顧盈笑了笑,抽出了自己的手,滿盤的棋子被顧盈瞬間打散,“噼裏啪啦”的掉到了地上,顧盈淡淡的瞥了瞥地上的棋子,看向了謝玄,“幼度,我想回阿兄那邊。”
顧盈說的這句話真是前所未有的講究,她說的不是“去”而是“回”很明顯的就把自己和謝玄的關系拉開了。
謝玄愣了很久,他看着滿盤的棋子在地上跳動着,先是感覺到自己的手心沒有了溫度,然後他聽到了顧盈的話。

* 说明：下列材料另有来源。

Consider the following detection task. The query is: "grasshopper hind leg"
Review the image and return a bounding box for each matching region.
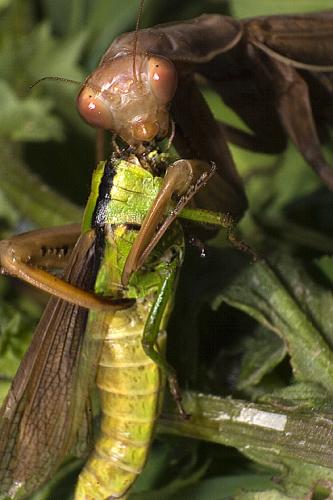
[142,258,190,419]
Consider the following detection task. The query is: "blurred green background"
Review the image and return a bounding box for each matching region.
[0,0,333,500]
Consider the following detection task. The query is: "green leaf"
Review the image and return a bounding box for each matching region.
[0,80,63,141]
[213,256,333,393]
[237,328,287,390]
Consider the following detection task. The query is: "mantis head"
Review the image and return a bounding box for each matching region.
[77,52,177,145]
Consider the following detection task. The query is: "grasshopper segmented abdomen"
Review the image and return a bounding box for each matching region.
[75,301,163,500]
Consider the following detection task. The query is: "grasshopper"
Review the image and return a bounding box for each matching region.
[0,143,241,499]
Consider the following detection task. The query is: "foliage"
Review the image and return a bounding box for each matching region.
[0,0,333,500]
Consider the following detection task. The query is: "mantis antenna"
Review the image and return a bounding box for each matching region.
[133,0,145,82]
[29,76,84,90]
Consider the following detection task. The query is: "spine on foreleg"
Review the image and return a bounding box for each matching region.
[75,305,162,500]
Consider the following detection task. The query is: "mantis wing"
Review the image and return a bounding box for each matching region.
[0,230,97,498]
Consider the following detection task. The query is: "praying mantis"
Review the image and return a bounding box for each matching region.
[0,1,332,498]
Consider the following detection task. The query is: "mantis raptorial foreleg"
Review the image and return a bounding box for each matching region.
[0,224,127,310]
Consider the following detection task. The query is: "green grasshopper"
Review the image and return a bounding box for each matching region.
[0,144,241,499]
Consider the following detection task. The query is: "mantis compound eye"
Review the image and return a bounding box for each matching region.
[148,57,177,104]
[77,86,114,130]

“那好,我這就去安排人。”他突然站了起來,聲音中帶着幾分沙啞,但是卻很堅定。
“好。”顧盈心裏一陣難受,但是嘴上卻是輕描淡寫的說了一句“好”。
謝玄低下頭看了顧盈一眼,突然由跪坐回了原來的地方,“不如再等等吧,再等等。”
顧盈的眼淚毫無預兆的流了下來,她鎮定的伸手抹了一把眼淚,淡定的擡頭看着謝玄,“那就再等等。”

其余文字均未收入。